Couple of thoughts about 11-393. First, wow were the experts' predictions generally off the mark. Remember how just a few days ago the "smart money" (i.e., Intrade) was telling us that the individual mandate would be struck down. Even the really smart money (i.e., former Supreme Court clerks) were saying this. I'm going to file this alongside my memory of the 2008 New Hampshire primary. I recall hearing commentators predict on the afternoon of the primary that Hillary Clinton would pull out of the race that evening. Yeah. They couldn't even figure out that Clinton was going to win New Hampshire -- nor that, even if she had lost, she was going to stick around for a while.
Second, amidst all the talk of the leak-proof Supreme Court, I was surprised to see David Bernstein's speculation that back in May "there were rumors floating around relevant legal circles that a key vote was taking place, and that Roberts was feeling tremendous pressure from unidentified circles to vote to uphold the mandate." I'm not doubting the accuracy of David's point, but I was surprised by it given the Supreme Court doesn't leak theme. I'll be very interested in learning whether this was true and what those circles might be.
Third, I'm wondering what effect this decision will have on Justice Kennedy's reputation?

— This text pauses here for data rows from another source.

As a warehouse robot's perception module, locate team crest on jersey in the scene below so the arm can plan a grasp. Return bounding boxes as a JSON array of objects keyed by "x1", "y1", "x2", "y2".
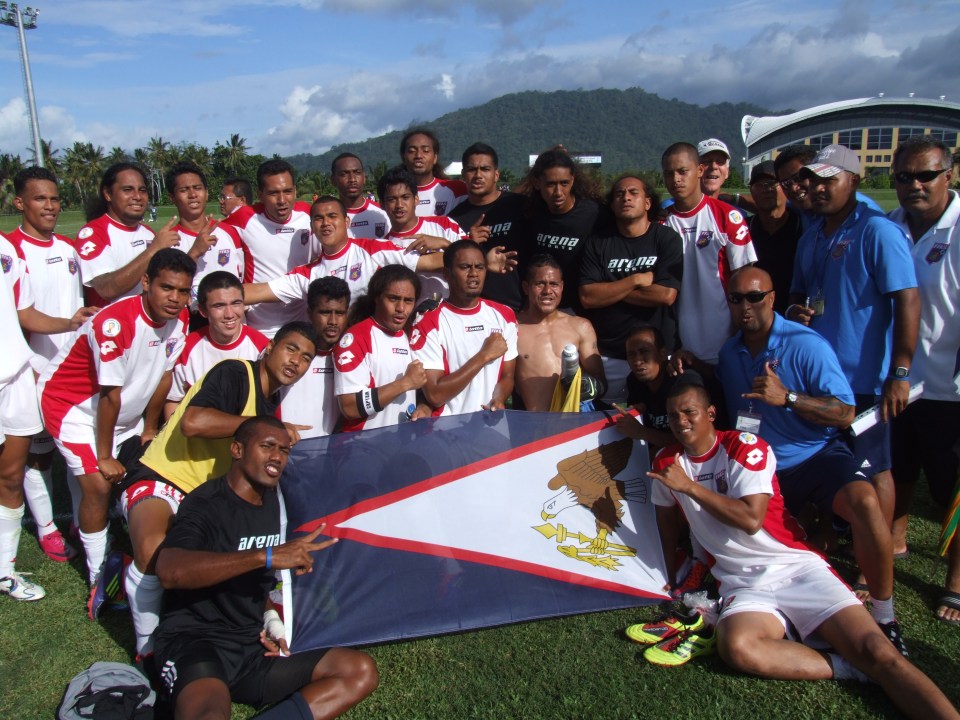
[
  {"x1": 924, "y1": 243, "x2": 950, "y2": 265},
  {"x1": 100, "y1": 318, "x2": 121, "y2": 337}
]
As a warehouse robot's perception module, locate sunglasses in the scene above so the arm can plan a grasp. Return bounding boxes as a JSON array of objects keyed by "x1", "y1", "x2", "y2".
[
  {"x1": 727, "y1": 290, "x2": 773, "y2": 305},
  {"x1": 893, "y1": 168, "x2": 950, "y2": 185}
]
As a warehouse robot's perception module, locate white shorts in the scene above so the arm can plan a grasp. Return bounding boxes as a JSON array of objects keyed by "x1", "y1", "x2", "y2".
[
  {"x1": 120, "y1": 480, "x2": 184, "y2": 522},
  {"x1": 0, "y1": 365, "x2": 43, "y2": 437},
  {"x1": 720, "y1": 566, "x2": 863, "y2": 640}
]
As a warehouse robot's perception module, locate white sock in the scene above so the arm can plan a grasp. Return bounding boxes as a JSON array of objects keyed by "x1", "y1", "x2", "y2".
[
  {"x1": 23, "y1": 468, "x2": 57, "y2": 537},
  {"x1": 827, "y1": 653, "x2": 870, "y2": 682},
  {"x1": 870, "y1": 595, "x2": 895, "y2": 625},
  {"x1": 80, "y1": 526, "x2": 109, "y2": 585},
  {"x1": 0, "y1": 505, "x2": 23, "y2": 578},
  {"x1": 123, "y1": 563, "x2": 163, "y2": 657}
]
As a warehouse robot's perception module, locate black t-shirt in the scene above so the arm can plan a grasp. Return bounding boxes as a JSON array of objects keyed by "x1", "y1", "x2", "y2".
[
  {"x1": 749, "y1": 208, "x2": 803, "y2": 315},
  {"x1": 579, "y1": 224, "x2": 683, "y2": 360},
  {"x1": 518, "y1": 198, "x2": 603, "y2": 313},
  {"x1": 159, "y1": 477, "x2": 281, "y2": 642},
  {"x1": 450, "y1": 192, "x2": 527, "y2": 311}
]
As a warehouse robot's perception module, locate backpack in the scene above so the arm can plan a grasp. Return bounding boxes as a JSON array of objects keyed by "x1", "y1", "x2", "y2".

Fourth, as I alluded yesterday, I'm going to be interested in seeing whether the Supreme Court's decision will deflate the popular constitutional argument that ACA was unconstitutional. This is a great moment to examine the relation between formal statements from the Supreme Court and public constitutional understandings.

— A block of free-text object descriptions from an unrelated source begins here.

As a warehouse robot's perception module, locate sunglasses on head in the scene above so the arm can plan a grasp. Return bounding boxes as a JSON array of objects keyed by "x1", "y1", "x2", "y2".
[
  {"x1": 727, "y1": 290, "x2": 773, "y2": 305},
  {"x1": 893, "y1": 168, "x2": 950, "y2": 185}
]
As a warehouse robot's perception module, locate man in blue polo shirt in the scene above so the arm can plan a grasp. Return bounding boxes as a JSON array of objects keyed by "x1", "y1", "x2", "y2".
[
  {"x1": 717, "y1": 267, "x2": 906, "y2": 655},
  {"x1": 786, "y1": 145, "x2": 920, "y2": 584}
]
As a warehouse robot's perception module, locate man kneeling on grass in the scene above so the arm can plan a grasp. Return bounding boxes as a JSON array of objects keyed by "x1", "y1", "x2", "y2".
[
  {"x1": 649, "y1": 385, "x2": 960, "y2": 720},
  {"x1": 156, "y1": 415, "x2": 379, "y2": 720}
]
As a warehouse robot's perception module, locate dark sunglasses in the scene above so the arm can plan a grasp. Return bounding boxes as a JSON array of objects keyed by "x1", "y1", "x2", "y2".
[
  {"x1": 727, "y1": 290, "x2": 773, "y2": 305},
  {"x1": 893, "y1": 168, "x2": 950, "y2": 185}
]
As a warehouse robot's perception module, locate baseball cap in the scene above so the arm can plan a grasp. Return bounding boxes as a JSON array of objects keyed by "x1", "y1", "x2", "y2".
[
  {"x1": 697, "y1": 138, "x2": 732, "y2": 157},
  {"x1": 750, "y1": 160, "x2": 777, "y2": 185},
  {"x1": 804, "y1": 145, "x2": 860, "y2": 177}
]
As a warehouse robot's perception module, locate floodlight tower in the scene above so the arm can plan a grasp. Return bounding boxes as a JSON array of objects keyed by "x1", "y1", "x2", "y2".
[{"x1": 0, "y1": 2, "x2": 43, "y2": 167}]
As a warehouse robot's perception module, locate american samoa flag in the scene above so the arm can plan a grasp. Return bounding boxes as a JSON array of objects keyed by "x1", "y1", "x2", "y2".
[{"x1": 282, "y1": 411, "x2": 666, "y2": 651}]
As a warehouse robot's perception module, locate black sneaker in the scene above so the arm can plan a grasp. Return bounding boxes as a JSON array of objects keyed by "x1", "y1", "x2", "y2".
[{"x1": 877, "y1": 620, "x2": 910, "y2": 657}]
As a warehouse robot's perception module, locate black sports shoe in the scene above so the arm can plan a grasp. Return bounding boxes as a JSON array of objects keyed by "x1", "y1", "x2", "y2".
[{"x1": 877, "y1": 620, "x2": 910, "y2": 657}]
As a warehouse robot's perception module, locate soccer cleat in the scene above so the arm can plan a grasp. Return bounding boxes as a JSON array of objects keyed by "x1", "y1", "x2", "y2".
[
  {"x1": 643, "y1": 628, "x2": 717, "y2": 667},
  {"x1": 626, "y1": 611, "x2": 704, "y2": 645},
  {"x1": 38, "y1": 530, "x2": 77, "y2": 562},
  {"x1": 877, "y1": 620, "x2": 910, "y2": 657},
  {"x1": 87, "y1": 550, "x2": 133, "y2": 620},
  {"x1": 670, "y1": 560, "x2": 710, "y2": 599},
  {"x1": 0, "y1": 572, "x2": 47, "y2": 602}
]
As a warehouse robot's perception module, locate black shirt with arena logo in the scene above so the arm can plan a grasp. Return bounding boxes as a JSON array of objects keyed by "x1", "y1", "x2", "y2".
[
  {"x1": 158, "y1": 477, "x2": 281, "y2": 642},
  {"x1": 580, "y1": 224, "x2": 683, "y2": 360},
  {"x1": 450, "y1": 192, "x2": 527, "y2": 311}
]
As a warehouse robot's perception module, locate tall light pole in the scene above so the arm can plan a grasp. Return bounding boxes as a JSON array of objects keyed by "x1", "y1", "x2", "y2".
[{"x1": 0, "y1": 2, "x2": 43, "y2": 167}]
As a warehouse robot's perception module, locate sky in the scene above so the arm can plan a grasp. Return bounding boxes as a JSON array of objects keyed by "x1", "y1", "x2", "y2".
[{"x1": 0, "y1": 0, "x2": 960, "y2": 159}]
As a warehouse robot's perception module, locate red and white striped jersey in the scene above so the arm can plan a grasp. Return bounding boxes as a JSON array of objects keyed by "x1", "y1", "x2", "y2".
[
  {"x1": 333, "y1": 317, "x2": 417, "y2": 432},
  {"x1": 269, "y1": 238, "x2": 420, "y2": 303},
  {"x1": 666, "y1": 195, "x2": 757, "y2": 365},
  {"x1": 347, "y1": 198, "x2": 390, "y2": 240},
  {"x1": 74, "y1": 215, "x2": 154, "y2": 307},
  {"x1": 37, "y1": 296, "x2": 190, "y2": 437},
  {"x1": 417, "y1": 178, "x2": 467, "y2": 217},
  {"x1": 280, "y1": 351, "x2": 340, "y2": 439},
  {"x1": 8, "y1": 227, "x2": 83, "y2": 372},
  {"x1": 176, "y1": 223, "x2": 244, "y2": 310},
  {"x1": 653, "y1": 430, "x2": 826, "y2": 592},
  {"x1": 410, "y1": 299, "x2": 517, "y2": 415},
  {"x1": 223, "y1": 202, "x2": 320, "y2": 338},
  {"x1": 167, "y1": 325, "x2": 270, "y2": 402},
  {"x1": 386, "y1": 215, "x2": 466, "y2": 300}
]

I'd like to know who could put "pressure" on the Chief Justice of the United States Supreme Court, who has a lifetime appointment and is beholden to no one. If "pressure" means sustained and, ultimately persuasive argument, I get it. Besides that, what? What lightening bolt could be hurled at him and hit the mark?
Posted by: AGR | June 29, 2012 at 02:26 PM
Hi, Al. All I can tell you is that I heard this rumor contemporaneously. I don't at all vouch for the accuracy of any details, and indeed I only heard the rumor myself quite by accident. I certainly remember my surprise that it was Roberts, and not Kennedy, who was suspected of going "squishy."
Posted by: David Bernstein | June 29, 2012 at 02:33 PM
Thanks, AGR and David.
David, I now see that Paul Campos posted an op-ed on Slate after your Volokh post -- using similar language to you -- about political pressure on Roberts. ("Rumors had been circulating in legal circles for weeks that Chief Justice Roberts in particular was under enormous political pressure not to be the vote that would overturn the most significant piece of social legislation passed by Congress in decades.").
http://www.salon.com/2012/06/28/did_john_roberts_switch_his_vote/singleton/
Posted by: Alfred Brophy | June 29, 2012 at 03:08 PM
The tell-tale "***" near the end of the "dissent" - the only portion that reads like a dissent and that portion of the "dissent" clearly directed at Roberts - makes clear that Roberts switched his vote. The dissent was the majority opinion.
The "pressure" on Roberts seems to be his own sense that the reaction to overturning the ACA would discredit the court in the eyes of legal scholars.
Of course, deciding a case on that basis violates his pledge to "call balls and strikes" as he sees them, not as he wishes them to be.
FWIW, the best speculation I've seen is that Roberts switched owing to the refusal by teh "majority" to back off their view that the whole ACA had to fall if the mandate went down.
The fact that the "dissent" addressed this issue at all is further proof that the dissent was once the majority opinion.
Posted by: anon | June 29, 2012 at 03:31 PM
Anon,
You say that "The 'pressure' on Roberts seems to be his own sense that the reaction to overturning the ACA would discredit the court in the eyes of legal scholars." What's that based on? If true, that suggests that legal scholars have a lot more influence than we're used to believing they have, particularly with Roberts.
Posted by: Alfred Brophy | June 29, 2012 at 04:21 PM
Alfred:
Yes, I would tend to agree that political spin, led by the President, to discredit a "political" or "partisan" court (see, e.g., Citizens United) would be a more likely source of pressure on Roberts that he might have sought to avoid. The heat associated with overturning teh President's signature accomplishment was quite likely. Could Roberts reasonably anticipate attacks on teh Court? Of course. Would he care? I think so, especially after several polls were announced, on the eve of the decision, noting that the prestige of teh Supreme Court has tanked in recent years.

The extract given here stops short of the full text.